A Durban businessman flew down to Cape Town for a donation of sports equipment he helped to arrange for his old school in Hanover Park.
Earlier this month, Theo Wilcox saw an appeal on Facebook by Voorspoed Primary School principal Reginald Esau for soccer balls. Mr Wilcox asked Juven Rittles, manager of Unchain the Plain, a Mitchell’s Plain-based non-profit organisation that donates sports equipment to worthy causes, for help, and together they bought R5000 worth of soccer balls, cricket bats and balls, netballs, and tennis rackets and balls for the school.
Mr Esau said the pupils were thrilled with the new equipment.
“It will help sway them from joining gangs and standing on corners. This gives them the opportunity to develop skills, which will take them far in life and keep them out of mischief,” he said.
He appealed to those who could afford it to plough back into the communities they grew up in.
“Help these kids reach their goals and give back as much as you can.”
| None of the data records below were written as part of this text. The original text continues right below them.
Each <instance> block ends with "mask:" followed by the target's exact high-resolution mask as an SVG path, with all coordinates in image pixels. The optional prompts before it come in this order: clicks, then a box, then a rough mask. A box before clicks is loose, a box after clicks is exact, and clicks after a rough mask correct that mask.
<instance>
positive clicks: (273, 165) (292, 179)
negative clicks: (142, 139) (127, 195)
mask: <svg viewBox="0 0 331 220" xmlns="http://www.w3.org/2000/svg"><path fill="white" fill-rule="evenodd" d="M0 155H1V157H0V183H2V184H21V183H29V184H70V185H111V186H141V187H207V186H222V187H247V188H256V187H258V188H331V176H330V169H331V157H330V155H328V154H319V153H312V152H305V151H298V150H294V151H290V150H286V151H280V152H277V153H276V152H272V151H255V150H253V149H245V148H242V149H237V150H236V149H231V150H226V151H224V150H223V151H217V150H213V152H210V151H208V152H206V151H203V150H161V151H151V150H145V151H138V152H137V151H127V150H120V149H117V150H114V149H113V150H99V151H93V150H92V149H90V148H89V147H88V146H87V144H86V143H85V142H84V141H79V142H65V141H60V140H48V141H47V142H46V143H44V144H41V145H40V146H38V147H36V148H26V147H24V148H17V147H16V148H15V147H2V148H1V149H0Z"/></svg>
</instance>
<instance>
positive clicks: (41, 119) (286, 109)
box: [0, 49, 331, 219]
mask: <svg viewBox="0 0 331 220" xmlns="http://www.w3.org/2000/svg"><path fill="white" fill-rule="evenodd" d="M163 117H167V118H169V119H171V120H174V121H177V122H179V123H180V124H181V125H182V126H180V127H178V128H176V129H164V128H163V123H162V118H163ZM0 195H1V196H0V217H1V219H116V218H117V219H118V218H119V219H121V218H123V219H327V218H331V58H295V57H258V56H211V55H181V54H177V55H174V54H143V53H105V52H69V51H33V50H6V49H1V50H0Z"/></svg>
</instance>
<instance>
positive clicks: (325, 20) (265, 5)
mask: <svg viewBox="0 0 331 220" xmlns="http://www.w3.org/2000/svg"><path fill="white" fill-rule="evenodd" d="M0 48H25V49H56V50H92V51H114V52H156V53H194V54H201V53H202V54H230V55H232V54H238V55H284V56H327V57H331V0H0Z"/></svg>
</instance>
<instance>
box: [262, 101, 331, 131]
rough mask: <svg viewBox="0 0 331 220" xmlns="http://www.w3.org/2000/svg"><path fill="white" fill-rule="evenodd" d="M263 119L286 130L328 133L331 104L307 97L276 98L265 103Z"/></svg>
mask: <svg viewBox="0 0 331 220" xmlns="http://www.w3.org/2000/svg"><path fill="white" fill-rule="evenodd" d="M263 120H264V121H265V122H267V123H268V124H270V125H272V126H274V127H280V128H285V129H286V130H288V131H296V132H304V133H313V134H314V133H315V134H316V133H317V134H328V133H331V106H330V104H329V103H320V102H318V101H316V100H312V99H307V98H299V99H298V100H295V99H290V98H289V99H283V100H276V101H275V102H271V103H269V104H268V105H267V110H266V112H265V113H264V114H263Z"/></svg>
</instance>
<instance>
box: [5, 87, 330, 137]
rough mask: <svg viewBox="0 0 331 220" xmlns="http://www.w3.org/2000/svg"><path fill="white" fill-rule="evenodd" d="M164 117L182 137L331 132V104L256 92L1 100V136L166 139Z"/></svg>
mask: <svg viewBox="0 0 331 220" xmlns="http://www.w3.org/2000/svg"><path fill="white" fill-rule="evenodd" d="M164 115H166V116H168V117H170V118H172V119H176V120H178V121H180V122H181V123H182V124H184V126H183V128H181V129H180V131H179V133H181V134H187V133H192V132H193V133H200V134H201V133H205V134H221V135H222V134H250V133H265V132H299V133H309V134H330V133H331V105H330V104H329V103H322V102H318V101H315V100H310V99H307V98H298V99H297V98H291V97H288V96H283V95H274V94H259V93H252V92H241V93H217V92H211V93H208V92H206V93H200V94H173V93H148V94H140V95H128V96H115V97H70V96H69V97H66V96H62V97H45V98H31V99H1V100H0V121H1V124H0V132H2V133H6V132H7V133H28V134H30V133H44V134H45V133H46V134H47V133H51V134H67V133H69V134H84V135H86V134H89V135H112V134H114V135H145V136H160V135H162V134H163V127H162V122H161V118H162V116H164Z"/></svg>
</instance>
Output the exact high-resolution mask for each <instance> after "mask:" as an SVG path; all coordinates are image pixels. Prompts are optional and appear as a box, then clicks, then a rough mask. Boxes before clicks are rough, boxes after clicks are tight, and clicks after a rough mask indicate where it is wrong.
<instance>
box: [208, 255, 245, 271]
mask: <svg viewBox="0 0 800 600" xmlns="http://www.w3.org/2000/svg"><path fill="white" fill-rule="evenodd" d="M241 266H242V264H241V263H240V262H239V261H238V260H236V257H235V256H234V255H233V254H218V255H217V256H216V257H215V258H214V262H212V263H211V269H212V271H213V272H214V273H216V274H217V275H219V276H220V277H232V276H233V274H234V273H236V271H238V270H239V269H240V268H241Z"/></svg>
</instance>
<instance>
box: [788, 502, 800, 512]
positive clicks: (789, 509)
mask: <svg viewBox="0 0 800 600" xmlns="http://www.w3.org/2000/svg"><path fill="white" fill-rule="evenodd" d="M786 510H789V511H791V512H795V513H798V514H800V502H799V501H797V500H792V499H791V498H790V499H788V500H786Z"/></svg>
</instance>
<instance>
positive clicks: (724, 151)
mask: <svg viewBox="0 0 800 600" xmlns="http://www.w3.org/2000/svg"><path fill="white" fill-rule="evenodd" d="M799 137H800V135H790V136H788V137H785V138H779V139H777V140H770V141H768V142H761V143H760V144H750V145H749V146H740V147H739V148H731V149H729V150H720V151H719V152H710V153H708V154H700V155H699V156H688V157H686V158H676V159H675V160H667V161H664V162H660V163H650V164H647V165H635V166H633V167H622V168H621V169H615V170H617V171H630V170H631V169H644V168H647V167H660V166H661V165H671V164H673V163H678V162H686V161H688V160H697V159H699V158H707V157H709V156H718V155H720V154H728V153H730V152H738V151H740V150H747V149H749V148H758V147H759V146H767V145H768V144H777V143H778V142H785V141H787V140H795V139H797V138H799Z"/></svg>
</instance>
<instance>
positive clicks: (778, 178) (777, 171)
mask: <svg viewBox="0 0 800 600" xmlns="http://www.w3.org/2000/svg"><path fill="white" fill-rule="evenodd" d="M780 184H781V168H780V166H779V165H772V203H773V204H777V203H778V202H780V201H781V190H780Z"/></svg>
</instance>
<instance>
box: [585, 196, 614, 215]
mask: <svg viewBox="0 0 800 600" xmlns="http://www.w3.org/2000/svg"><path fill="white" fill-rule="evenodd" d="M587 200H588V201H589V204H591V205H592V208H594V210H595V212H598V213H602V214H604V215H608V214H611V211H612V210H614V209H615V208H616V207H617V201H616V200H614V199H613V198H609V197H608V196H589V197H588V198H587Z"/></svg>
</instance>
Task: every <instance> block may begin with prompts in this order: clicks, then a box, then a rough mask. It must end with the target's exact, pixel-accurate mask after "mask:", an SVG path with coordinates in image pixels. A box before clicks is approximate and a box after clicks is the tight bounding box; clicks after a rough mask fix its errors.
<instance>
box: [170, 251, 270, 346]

Mr Wilcox said: “Coming from Hanover Park, I believe sport is an excellent way of keeping the kids busy and occupied and from being active in any gangs and crime. I applaud the work that Juven Rittles and Unchain the Plain are doing in the communities. Complementary to sports activities, life skills can be imparted to the kids of impoverished communities.”
Mr Rittles said the government had failed children by not ensuring that school sport was just as available in poor neighbourhoods as it was in wealthy ones.
Instead of letting their children become addicted to screens, parents should encourage them to play sport as it benefited all aspects of their lives, he said.
“Our kids are treated as second-class citizens and not given the same opportunities as other pupils. We need to create an enabling environment for kids to be kids again and just play with a ball. They need space and they need equipment to make this happen,” he said.